August 6, 2013—OrbusNeich (Fort Lauderdale, FL) announced that patient enrollment has been initiated in the postmarket REMEDEE registry for the Combo dual-therapy stent to evaluate the device's long-term safety and performance in routine clinical practice. On May 27, the company announced European CE Mark approval of the Combo dual-therapy stent for the treatment of coronary artery disease. The Combo stent is being introduced in Europe and selected markets in the Asia-Pacific and Middle East regions.

According to OrbusNeich, the all-comers REMEDEE postmarket registry is a multicenter, prospective evaluation of clinical outcomes after deployment of the Combo bioengineered abluminal sirolimus-eluting stent. It will enroll 1,000 patients at nine European sites. Study sites will consecutively enroll patients in whom Combo stent placement is attempted to treat a coronary lesion in the setting of routine clinical care.

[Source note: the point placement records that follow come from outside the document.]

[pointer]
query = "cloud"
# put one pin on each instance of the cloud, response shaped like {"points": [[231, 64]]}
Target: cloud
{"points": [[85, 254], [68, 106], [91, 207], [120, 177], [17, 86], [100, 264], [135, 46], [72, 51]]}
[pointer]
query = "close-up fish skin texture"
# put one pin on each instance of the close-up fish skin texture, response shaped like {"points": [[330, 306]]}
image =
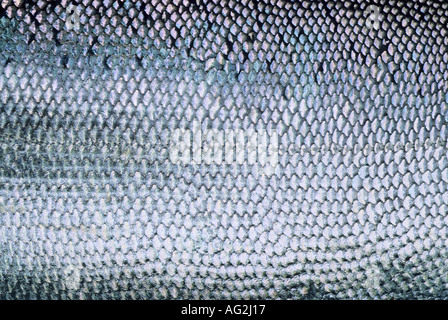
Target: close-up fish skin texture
{"points": [[351, 98]]}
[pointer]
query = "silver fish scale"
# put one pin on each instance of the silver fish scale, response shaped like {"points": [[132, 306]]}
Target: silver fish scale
{"points": [[92, 206]]}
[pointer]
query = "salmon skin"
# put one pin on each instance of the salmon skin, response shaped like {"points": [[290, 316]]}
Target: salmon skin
{"points": [[223, 149]]}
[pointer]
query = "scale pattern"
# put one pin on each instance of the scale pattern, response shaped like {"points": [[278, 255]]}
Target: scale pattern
{"points": [[93, 207]]}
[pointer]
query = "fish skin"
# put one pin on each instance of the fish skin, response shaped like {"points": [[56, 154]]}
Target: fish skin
{"points": [[93, 207]]}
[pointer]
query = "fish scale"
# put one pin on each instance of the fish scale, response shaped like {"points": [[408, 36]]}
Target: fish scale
{"points": [[345, 198]]}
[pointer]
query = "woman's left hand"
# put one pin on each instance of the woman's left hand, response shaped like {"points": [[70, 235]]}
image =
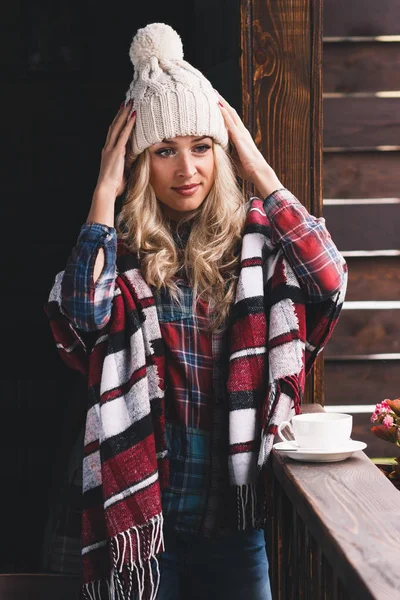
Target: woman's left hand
{"points": [[248, 159]]}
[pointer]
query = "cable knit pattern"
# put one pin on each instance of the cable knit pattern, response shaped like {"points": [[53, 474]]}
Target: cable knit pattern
{"points": [[170, 96]]}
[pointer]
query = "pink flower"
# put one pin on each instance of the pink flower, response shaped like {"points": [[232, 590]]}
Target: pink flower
{"points": [[388, 421]]}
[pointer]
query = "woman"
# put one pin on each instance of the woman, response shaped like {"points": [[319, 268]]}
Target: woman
{"points": [[206, 316]]}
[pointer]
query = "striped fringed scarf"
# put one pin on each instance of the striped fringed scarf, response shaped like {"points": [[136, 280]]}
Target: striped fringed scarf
{"points": [[275, 337], [125, 467]]}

The company advised that it will conduct flash-type patient recruitment that will include 100 to 150 patients at each of the participating nine high-volume percutaneous coronary intervention centers in France, Latvia, Luxembourg, The Netherlands, Northern Ireland, and Spain. Robbert de Winter, MD, of the Academic Medical Center in Amsterdam, the Netherlands, is principal investigator of the study.

“The Combo dual-therapy stent is a truly innovative device that addresses the challenge of delayed arterial healing caused by monotherapy drug-eluting stents by combining the antiproliferative property of a drug-eluting stent with a prohealing antibody coating technology,” commented Dr. de Winter in the OrbusNeich press release.

REMEDEE's primary endpoint is clinically driven target vessel failure at 1 year postprocedure, which includes cardiac death, target vessel myocardial infarction, and ischemia-driven target vessel revascularization. Primary endpoint data are expected in the first quarter of 2015.

Secondary endpoints include device and procedural success and adjudicated target lesion failure at 30 and 180 days postprocedure. Additional secondary endpoints to be evaluated at 30, 180, and 365 days include the components of target vessel failure, defined as cardiac death, target vessel myocardial infarction, and ischemia-driven target vessel revascularization; adjudicated major adverse cardiac events as a composite and as each of its components, defined as death, any myocardial infarction, and any revascularization; and adjudicated stent thrombosis. Clinical follow-up will be conducted each year up to 5 years, advised OrbusNeich.